Опрокинули мы Акулининого самогону, рукавом занюхали, бидончик закрыли и стали ждать прибытия поезда Москва — Владивосток. Перед самым его приходом в зале ожидания замаячил милиционер. Тот самый, что про гастрономию объяснял. Глазами зыркнул, нашу компанию нехорошим прищуром отметил и вышел. Сразу за ним на авансцене двое шаромыжников нарисовались.
Время было уже позднее. Народ по лавкам, кто спал, кто газетку с закрытыми глазами «читал». А шаромыги эти, пройдясь меж скамеек воровской иноходью, несколько пассов над лежащей в углу тёткой сделали, у мужика с запрокинутой головой задержались, и, смотрю, у одного уже сумка женская в руках, у другого — котомка брезентовая цвета хаки. Ну дела! На глазах грабят!
Я Митяя в бок толкаю:
— Видал? Пока они не слиняли, пойду милиционера позову.
— По-моему зря, — остановил Митяй, — сдаётся мне, тут всё у них отрегулировано.
— Вот сейчас мы и посмотрим, как здесь блюдётся социалистическая законность.
Вскочил — и рывком в соседнюю залу. А там как раз долдон тот в милицейской форме с кобурой на боку.
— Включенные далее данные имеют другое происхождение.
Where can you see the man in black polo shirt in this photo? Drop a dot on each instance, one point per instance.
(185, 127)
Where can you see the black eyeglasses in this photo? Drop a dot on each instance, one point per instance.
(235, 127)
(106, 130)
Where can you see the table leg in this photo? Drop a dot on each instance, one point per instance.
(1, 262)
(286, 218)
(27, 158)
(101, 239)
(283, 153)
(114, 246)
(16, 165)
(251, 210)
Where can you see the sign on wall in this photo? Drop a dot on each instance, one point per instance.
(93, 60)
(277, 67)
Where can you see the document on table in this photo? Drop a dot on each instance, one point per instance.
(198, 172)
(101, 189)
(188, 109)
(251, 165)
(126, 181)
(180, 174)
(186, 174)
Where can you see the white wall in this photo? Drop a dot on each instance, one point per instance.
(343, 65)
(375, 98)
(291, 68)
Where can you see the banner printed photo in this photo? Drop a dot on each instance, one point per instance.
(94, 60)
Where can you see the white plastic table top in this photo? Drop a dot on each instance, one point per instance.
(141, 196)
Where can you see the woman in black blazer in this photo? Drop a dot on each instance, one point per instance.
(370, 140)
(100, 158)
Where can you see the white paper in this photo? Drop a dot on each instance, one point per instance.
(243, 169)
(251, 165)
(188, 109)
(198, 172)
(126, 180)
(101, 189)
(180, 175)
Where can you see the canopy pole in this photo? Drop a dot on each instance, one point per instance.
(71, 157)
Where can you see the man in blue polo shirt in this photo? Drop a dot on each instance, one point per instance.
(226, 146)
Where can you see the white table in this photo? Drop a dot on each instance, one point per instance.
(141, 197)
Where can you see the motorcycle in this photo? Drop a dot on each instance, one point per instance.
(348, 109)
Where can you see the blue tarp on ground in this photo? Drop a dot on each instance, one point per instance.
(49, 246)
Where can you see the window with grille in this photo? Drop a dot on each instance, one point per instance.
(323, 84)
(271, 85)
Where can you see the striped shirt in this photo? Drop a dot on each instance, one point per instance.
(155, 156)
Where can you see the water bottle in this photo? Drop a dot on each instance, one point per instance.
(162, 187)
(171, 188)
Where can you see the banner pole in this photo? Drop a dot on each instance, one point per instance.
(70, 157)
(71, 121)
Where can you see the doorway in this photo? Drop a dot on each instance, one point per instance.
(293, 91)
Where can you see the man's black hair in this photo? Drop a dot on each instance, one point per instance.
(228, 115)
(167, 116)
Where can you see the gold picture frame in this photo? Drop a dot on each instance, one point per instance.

— Товарищ милиционер, — обратился к нему, — там у вас в зале ожидания людей обворовывают прямо на глазах! Прошу принять меры.
Товарищ милиционер повернул ко мне свою бритую физиономию с квадратным подбородком, разрезанным глубокой вдающейся внутрь морщиной, улыбнулся нахальной улыбкой и хрипло проскрипел:
— Щас, малец, и за тобой придут. Иди туда, где сидел. Выпей для храбрости. — И, засмеявшись, добавил: — А то обдрищешься ненароком.
Тут же, как из-под земли, появилась компания. Человек пять. Посреди выделялся рыжей шевелюрой низкорослый, крепкий, блатного вида парень, идущий раскоряченной походкой, выбрасывая вперёд ноги. Будто это были не ноги, а плети. Рядом с ним — уже знакомая личность в заломленной набекрень кепке и в смятых сапогах.